A shop assistant in Bourke Street holds up a $10 note to the light to check its authenticity.Credit:The Age Archives

This latest move to smash the forgery gang was made yesterday when the number of forged $10 notes discovered by Victorian banks and major retailers declined sharply.

Police also searched suburban homes for forged notes and printing plates.

The Chief Commissioner of Police (Mr. Arnold) has directed the two senior police officers in charge of investigations, the assistant commissioner in charge of crime investigations (Mr J. Rosengren) and the CIB chief (Superintendent L. Bent) to communicate with Interpol headquarters in Paris.

From there other countries — particularly those neighbouring Australia — will be asked to pay particular attention to the Victorian inquiries.

The approach to Interpol seems to indicate that the expertly produced forgeries found in the past few days were printed overseas.

A genuine and fake $10 bill are displayed side by side at E S & A Bank on the corner of Elizabeth and Collins Streets.Credit:The Age Archives

Detectives on Wednesday were considering the chance that the notes came from Japan or some other Asian country.

However, Superintendent Bent was non-committal yesterday on a suggestion that the wording on the typewritten instructions issued by the counterfeiters to their agents was uncharacteristic of an Australian criminal.

Particular reference was made to the final sentence of the schedule: “Let your earnings be your reward and do not look for glory.”

The schedule was released on Wednesday after a conference In Melbourne attended by senior police officers and Reserve Bank officials.

It had been called to work out a co-ordinated plan of action to smash the counterfeit plot.

Late yesterday Mr.
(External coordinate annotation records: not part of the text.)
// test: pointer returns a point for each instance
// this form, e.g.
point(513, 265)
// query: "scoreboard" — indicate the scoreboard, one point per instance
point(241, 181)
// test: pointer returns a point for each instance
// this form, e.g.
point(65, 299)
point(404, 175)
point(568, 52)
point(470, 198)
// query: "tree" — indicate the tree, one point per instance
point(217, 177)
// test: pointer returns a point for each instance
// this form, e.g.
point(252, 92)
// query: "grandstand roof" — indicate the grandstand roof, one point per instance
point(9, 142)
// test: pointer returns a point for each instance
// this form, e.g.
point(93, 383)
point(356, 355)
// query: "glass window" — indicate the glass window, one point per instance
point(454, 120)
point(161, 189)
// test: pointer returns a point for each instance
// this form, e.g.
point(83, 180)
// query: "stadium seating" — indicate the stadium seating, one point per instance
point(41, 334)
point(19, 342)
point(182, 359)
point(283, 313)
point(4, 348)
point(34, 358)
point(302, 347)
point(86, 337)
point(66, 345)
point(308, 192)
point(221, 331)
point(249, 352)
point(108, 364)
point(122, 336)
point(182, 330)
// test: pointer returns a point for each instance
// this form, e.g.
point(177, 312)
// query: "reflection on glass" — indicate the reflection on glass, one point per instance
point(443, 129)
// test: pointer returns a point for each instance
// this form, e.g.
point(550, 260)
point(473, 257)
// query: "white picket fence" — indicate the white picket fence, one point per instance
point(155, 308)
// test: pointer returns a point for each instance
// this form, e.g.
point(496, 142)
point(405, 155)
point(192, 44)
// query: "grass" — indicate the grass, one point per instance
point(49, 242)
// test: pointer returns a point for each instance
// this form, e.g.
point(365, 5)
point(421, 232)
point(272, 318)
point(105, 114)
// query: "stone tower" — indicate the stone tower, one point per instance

Arnold said detectives working on the case believed they had a “fair idea” of the Identity of the Victorian ringleader.

Three musts

Police realise the counterfeit ring will not be tail put out of action until:

The ringleader or leaders are caught;

The $10 notes with an estimated face value of $150,000 are recovered;

The counterfeit plates and printing devices are found.

Yesterday detectives front Malvern CIB led by Detective Sergeant J. Ryan, who has directed most of the investigations, searched extensively throughout Melbourne for the plates.

Police have now settled down to hard routine slogging in efforts to smash the counterfeit ring.

Superintendent Bent said yesterday the whole counterfeit position was going through “somewhat of an interlude.”

“The passing of the notes has generally tapered off,” he said. “A man would be a fool to try to pass a counterfeit one now.”

Early reports yesterday that police had smashed the ring were denied by detectives.

They say the ring has definitely been damaged because of the widespread publicity and police activity.

One detective said: “If I were one of them I’d hang low for 10 years because of the heat.”